Metal 3d printing mostly consists of one process called direct metal laser sintering. This is where a ‘bed’ of powdered metal is heated up and melted with a laser to form a 3d object. The process is the same in principle as other 3D printing methods like stereolithographic 3D printing involving curing a liquid resin, and fused filament fabrication where a melted plastic is laid down onto each layer. A 3D model is split into hundreds, sometimes thousands of 2D layers before being sent to the printer. The 3D printer will then selectively melt and solidify the metal powder corresponding to each layer. After each layer has been passed over by the laser, a new layer of powder is deposited on top, and the process is repeated until you have a 3D model. The diagram below shows the metal sintering process.

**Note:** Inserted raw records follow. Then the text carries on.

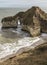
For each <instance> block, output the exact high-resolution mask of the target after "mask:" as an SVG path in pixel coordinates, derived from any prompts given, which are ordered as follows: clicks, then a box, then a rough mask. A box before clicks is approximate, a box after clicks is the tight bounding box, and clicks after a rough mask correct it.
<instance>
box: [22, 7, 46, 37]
mask: <svg viewBox="0 0 47 65" xmlns="http://www.w3.org/2000/svg"><path fill="white" fill-rule="evenodd" d="M22 29H23V30H26V31H28V32H30V34H31V36H37V35H39V34H40V33H41V31H42V32H47V14H46V13H45V12H43V11H42V10H41V9H40V8H39V7H35V6H34V7H32V8H31V9H29V10H27V11H26V12H25V14H24V17H23V20H22Z"/></svg>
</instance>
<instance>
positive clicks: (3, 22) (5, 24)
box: [1, 16, 17, 28]
mask: <svg viewBox="0 0 47 65" xmlns="http://www.w3.org/2000/svg"><path fill="white" fill-rule="evenodd" d="M1 23H2V27H3V28H11V27H17V19H15V18H14V17H12V16H9V17H5V18H3V19H2V21H1Z"/></svg>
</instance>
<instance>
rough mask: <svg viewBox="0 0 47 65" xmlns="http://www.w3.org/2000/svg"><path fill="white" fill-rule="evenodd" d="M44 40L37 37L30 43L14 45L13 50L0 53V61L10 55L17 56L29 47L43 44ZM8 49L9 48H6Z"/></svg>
mask: <svg viewBox="0 0 47 65" xmlns="http://www.w3.org/2000/svg"><path fill="white" fill-rule="evenodd" d="M44 42H45V41H44V40H43V39H42V38H39V37H38V38H37V39H36V40H34V41H33V42H32V43H31V44H26V45H24V46H19V47H16V48H17V50H16V48H15V49H13V51H10V53H9V52H7V53H5V54H3V55H2V54H1V55H0V56H2V57H0V62H4V61H6V60H7V59H9V58H11V57H14V56H17V55H19V54H21V53H23V52H26V51H28V50H30V49H34V48H35V47H36V46H38V45H40V44H43V43H44ZM8 51H9V50H8Z"/></svg>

Materials science is critical in exploring how we can improve the quality and usefulness of metal 3D printing. However, it is highly complex with many different factors at play. The localised heating of the metal structure by the laser causes different heat treatment effects to occur leading to varying grain sizes and defects. The localised melting of the metal powder also brings into effect many of the issues that arise with metal castings, including defects like porosity. These two factors, heat treatment and casting effects, can often bring out the worst properties in 3D printing metal. However, these effects can also be used to their benefit. Sometimes, heterogeneity of structures can be beneficial to their purpose. For example, different material properties can be given to different parts of the 3D printed object to serve a different purpose. Factors like laser direction, and dwell time are key to what properties the end product will have. For example, the direction the laser moves will often cause columnar grains to form in that direction resulting in anisotropic properties. This can be counteracted by the path of the later following a grid like pattern. Furthermore, the pattern in which the laser moves can be beneficial to the structure by designing the grain structure in a way that is stronger. Dwell time, i.e. how quickly the laser is moving will also have a significant impact on the formation of defects and grain growth. Longer dwell times often lead to reduced porosity, as gases which would otherwise become trapped in the molten metal have time to escape. Here, however, there is a trade-off between print quality and print speed.

It is clear that this relatively new manufacturing technique has a large amount of improvements to undergo before it has comparable performance to traditional manufacturing techniques like forging and casting. However, it is also clear that by using materials science to carefully design the printing of parts, superior and more efficient parts will able to be manufactured compared to tradition production methods.